Multi-asset fund managers can invest your cash in stocks, bonds or alternatives anywhere in the world. It’s an incredibly broad sector with two funds looking completely different but both are grouped in the same sector. However, it’s a good indicator of where markets lie because these are professional investors that can choose between investing in bonds and equities, anywhere in the world, so they are quite a good indicator of where the best opportunities are.
The two biggest asset classes are bonds and equities. At the moment, multi-asset managers are more cautious of bonds than they are of equities. In particular, they are more cautious of government bonds than corporate bonds on the basis that they feel that the yields are so low at the moment that they don’t cover for the risk of inflation being higher in future.

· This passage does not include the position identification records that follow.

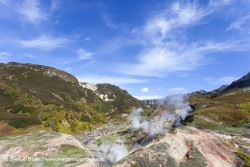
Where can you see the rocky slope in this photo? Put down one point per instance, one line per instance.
(40, 95)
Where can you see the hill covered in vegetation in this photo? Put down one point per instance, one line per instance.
(40, 95)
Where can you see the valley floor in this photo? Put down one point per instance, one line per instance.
(183, 146)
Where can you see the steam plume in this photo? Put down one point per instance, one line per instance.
(115, 151)
(178, 111)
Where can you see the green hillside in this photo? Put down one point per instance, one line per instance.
(39, 95)
(228, 112)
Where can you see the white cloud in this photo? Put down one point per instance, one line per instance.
(158, 89)
(148, 97)
(162, 26)
(165, 48)
(219, 3)
(4, 56)
(221, 81)
(109, 21)
(29, 55)
(44, 42)
(144, 90)
(95, 79)
(87, 39)
(158, 61)
(239, 24)
(30, 11)
(54, 5)
(177, 90)
(68, 69)
(83, 54)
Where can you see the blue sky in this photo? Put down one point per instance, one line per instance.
(150, 48)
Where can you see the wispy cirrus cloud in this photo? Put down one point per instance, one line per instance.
(84, 54)
(27, 10)
(145, 90)
(4, 56)
(95, 79)
(44, 42)
(166, 47)
(177, 90)
(109, 21)
(221, 81)
(240, 24)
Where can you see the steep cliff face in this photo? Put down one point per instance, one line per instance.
(120, 99)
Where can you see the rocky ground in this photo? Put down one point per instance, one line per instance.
(182, 146)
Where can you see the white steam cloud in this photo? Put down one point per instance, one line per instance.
(115, 151)
(178, 111)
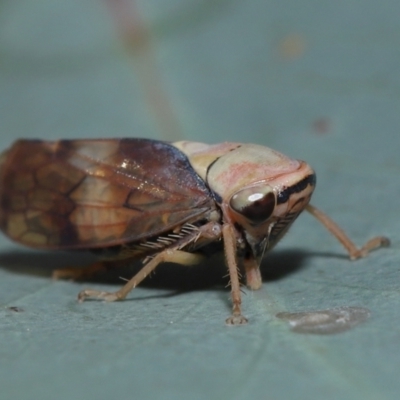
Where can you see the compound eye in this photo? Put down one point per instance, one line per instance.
(256, 203)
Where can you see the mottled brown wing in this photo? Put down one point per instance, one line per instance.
(96, 193)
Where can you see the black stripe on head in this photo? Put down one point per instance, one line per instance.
(284, 195)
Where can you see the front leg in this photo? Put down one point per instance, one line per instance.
(230, 254)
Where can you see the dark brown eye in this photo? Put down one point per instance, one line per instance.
(256, 203)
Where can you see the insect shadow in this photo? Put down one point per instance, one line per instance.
(209, 274)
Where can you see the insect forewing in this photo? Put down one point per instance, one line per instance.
(96, 193)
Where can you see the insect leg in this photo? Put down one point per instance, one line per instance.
(230, 254)
(168, 255)
(353, 251)
(253, 273)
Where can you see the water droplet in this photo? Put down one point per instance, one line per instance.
(325, 322)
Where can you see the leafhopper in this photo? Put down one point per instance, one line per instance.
(157, 201)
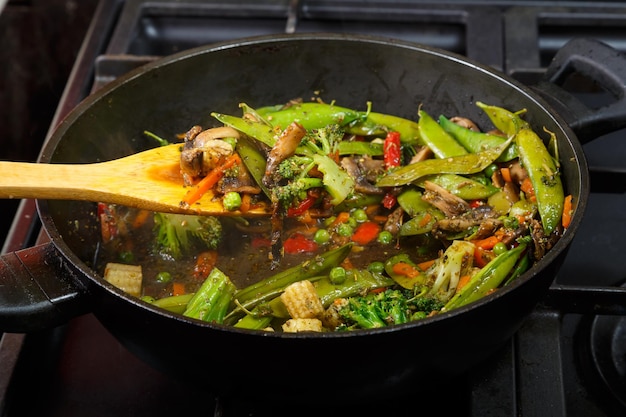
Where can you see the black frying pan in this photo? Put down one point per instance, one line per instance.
(49, 284)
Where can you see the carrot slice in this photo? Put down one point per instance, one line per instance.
(365, 233)
(205, 184)
(178, 288)
(568, 210)
(506, 174)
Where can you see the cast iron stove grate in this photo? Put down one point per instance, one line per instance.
(79, 369)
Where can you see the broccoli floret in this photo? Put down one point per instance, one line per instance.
(179, 234)
(295, 191)
(392, 306)
(377, 309)
(324, 141)
(295, 167)
(444, 274)
(322, 146)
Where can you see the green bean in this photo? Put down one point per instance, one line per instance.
(507, 122)
(545, 177)
(462, 164)
(438, 140)
(477, 141)
(462, 187)
(311, 115)
(213, 298)
(488, 278)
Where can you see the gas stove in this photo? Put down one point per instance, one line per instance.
(568, 359)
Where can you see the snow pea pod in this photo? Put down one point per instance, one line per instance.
(504, 120)
(470, 163)
(378, 124)
(311, 115)
(462, 187)
(438, 140)
(477, 141)
(544, 176)
(258, 130)
(490, 277)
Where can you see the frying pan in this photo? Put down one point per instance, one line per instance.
(49, 284)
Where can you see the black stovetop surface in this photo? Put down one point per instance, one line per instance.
(547, 368)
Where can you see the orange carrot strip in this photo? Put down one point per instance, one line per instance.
(506, 174)
(365, 233)
(206, 183)
(408, 270)
(527, 187)
(487, 243)
(341, 218)
(141, 218)
(426, 264)
(463, 282)
(178, 288)
(568, 210)
(425, 220)
(245, 203)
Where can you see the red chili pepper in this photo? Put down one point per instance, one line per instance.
(389, 200)
(303, 206)
(261, 242)
(392, 153)
(298, 243)
(365, 233)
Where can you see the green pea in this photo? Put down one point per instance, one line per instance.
(344, 229)
(126, 257)
(499, 248)
(337, 275)
(385, 237)
(231, 141)
(321, 236)
(376, 267)
(351, 222)
(360, 215)
(164, 277)
(231, 201)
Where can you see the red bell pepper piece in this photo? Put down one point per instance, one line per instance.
(298, 243)
(392, 152)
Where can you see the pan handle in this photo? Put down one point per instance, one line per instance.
(38, 290)
(601, 64)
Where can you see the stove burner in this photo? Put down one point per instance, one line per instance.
(603, 360)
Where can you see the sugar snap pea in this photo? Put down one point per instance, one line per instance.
(463, 187)
(311, 115)
(438, 140)
(490, 277)
(545, 177)
(470, 163)
(504, 120)
(259, 130)
(477, 141)
(378, 124)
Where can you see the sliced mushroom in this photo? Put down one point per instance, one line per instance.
(284, 147)
(444, 200)
(203, 150)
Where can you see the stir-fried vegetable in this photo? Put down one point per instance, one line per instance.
(377, 220)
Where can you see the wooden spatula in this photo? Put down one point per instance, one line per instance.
(149, 180)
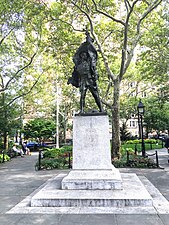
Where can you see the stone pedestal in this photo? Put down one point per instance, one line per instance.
(92, 167)
(93, 182)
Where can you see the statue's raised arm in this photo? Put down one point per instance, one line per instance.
(85, 73)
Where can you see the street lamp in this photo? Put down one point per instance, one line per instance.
(140, 109)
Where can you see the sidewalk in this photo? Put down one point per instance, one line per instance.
(19, 179)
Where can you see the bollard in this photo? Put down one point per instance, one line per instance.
(69, 160)
(127, 157)
(39, 160)
(135, 150)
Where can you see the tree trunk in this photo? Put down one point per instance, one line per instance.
(116, 143)
(5, 137)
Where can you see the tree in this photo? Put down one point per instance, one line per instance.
(124, 133)
(39, 128)
(116, 36)
(20, 44)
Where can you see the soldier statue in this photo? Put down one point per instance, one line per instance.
(85, 74)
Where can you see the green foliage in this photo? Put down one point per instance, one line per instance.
(6, 158)
(55, 158)
(135, 161)
(124, 133)
(40, 128)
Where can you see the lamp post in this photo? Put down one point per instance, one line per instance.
(140, 109)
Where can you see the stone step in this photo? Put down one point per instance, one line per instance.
(133, 194)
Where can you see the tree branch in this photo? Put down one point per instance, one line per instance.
(110, 74)
(15, 75)
(107, 15)
(124, 50)
(25, 93)
(1, 41)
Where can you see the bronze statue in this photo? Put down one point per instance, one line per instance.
(85, 74)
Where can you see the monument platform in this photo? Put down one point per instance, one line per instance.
(133, 194)
(92, 167)
(93, 180)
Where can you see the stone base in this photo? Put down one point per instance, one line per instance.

We’ve been hearing about the bond bubble bursting for about three years now and it finally looks like yields are going to start to rise and prices are going to start to fall. While this is of concern to multi-asset managers, because they have got to hold some bonds in order to maintain diversification within their portfolios, not all are troubled greatly by it. Since the beginning of the year bonds have corrected a bit in the sense that the yields have moved up and the prices have moved down. Going forward at current prices it depends on whether managers expect growth to be strong in future or whether they expect growth to disappoint and inflation to be subdued. In the latter case, even at the level of bond yields currently multi-asset managers might be happy to invest.
Within the equities sector, multi-asset managers can invest anywhere in the world. Currently, they are more focused on developed markets such as the US and UK and within the past year or two they’ve become more willing to invest in Japan and Europe. Most managers are cautious about developing markets and in recent years even those who invested there have cut back their exposure.